A true prospect is a person who has a genuine interest in what you are selling. It is a person whose final passage down the sales funnel will depend on product-related decisions. Prospects will get much farther down into the sales funnel than tire kickers. They will make action choices that move close to the closing choice point.
Many businesses are already generating as many prospects as they need. The problem is that too many leave the sales funnel at the late stages before they commit themselves to buying. The inbound marketing problem is not to attract more leads but to convert more to sales.
Even if you get prospective customers into your sales funnel doesn’t mean they will automatically buy what you have to offer. We advocate inbound marketing. The methods work but they are not magic. There are many commonly used tips & tools to convert more prospects to customers. Sometimes the sales funnel needs a little boost to turn a nibble into a bite. Many prospects enter a conflict which makes them vacillate between two alternatives or a conflict pitting the product negatives against the product positives.
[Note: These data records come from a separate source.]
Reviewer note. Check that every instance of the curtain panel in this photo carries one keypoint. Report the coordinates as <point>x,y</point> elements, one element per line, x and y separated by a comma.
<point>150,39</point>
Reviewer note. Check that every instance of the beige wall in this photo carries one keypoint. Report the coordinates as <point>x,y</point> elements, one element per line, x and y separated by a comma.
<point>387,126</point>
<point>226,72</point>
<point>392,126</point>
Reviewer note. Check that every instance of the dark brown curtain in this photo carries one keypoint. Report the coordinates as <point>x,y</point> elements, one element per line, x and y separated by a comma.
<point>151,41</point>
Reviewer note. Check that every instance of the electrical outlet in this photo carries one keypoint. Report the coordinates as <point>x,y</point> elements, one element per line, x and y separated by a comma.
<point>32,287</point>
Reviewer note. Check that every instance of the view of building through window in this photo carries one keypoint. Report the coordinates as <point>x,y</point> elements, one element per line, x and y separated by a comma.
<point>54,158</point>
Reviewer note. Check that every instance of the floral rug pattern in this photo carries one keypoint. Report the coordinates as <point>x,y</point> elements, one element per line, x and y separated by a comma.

1. Ask for the sale in a short follow-up email or phone contact. Simply ask your prospect if he or she is ready to get started. For a certain percentage of prospects, this will tip the conflict scale toward a yes.
2. After the prospect has left your sales funnel, you can send a “no communication” deadline. These deadlines are “fish or cut bait” statements. It may say something like this:
“We have not heard from you in 30 days. While this will be our final communication, feel free to contact us in the future if you wish to move forward.”
Receiving this kind of statement sometimes gets the attention of a reticent prospect. If nothing happens at least you will not waste any more time and energy on a dead-end.
3. You can also send an e-mail asking a motivating question raises the stakes by asking for active renewal of the contact. You may say something like this:
“If has been over a month since we heard from you. Have you had a chance to go over the specifications for our product and make a decision?
4. You can answer objectives by adding a Frequently Asked Questions (FAQ) section on your website. Source the most often asked questions in consultation with your sales and marketing team. Send the prospect an e-mail with a link to your FAQ, asking if this information is helpful.
5. Offer a gift or discount as an incentive to tip the scale in favor of a sale. It doesn’t have to be a large discount or anything really valuable. The attention and the offer may be enough to move your prospect into the buyer column.
6. A quick follow-up e-mail or phone call, personally asking a prospect if there are any additional questions or concerns, is often enough to bring a lapsed prospect back into the sales column. Many inbound marketers find that quick follow-up phone contacts (within the first 48 to 72 hours of the contact) is the key to many prospect to customer conversions. In many cases, quick phone contact works, but contacts delayed longer than two days do not.
7. Often information is the key. Many marketers believe that buyers are not interested in reading a lot of text about their products. The fact is that most serious prospects want as much information as they can get and need the information to make an informed sales decision. What many prospects are afraid of is marching into the unknown with their investment. They need reassurance, and in-depth information may be exactly what could trigger the buying choice.